Up until now, only a few small multimedia search companies have been able to index audio effectively including Nexidia and TVEyes, two pioneering companies in the audio indexing space. In fact I wrote about these companies in a Streaming Media Magazine article last year called The Search is On. These companies are able to index with incredible speed with Nexidia building a phonetic index and TVEyes using a hybrid approach of phonetic indexing and using a library of known terms.
According to Sahuget, Google Audio Indexing uses speech technology to transform spoken words into text and uses the Google indexing technology to return the best results to the user. "The returned videos are ranked based -- among other things -- on the spoken content, the metadata, and the freshness of the video. We periodically crawl the YouTube political channels for new content. As soon as a new video is uploaded to YouTube, it is processed by our system and made available in our index for users to search."
When Google purchased YouTube a a couple of years ago, I wondered at the time what it intended to do with it, especially after investing $1.6 billion. With so many people looking at YouTube video, it certainly had potential to generate substantial advertising revenue, but beyond monetization of the medium, Google is first and foremost a search company, so developing some way to search video makes a lot of sense. Sahuget says that more and more content is being created in online video formats, which could explain why Google has decided to develop this tool now.

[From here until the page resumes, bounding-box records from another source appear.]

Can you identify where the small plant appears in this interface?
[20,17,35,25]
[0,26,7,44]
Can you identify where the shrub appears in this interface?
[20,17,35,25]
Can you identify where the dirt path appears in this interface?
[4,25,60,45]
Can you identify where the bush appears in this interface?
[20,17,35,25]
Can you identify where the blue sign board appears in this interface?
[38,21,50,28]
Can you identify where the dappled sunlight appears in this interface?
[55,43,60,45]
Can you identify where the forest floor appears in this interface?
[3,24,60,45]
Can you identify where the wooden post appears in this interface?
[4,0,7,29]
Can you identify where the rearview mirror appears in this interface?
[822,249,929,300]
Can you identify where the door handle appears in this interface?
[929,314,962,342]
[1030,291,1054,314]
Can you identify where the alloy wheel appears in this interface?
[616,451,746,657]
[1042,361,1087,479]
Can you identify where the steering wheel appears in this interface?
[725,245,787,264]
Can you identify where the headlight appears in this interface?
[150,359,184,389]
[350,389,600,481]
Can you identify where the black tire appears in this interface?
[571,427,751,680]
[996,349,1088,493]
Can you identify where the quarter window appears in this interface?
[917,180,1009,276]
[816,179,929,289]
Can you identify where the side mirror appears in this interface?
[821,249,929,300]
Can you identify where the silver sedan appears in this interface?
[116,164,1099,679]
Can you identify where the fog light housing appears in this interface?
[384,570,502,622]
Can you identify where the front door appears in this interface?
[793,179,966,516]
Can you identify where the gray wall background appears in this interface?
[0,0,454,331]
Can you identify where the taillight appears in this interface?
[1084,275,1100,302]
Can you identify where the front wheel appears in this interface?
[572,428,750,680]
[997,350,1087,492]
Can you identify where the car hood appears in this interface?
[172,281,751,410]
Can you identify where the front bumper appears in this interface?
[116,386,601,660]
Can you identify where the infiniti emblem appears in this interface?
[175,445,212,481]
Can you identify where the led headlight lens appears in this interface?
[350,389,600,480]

"Speech-to-text transcription is a useful tool which enables users to instantly find and consume video content by searching across videos for specific terms, even if the video's publisher hasn't transcribed it themselves." He explains that it's time-consuming for users to watch an entire video when they are only looking for a certain part. "Using speech-to-text technology, we can identify the portions of the video where the relevant content is spoken."
For now Sahuget says they are limiting the project to the YouTube political content, but it seems unlikely it will stop there even though he would not commit to anything specific. "Speech recognition is a challenging problem and we are constantly working to improve our technology, but we have nothing to announce at this time," he says. I'm betting this is only the beginning.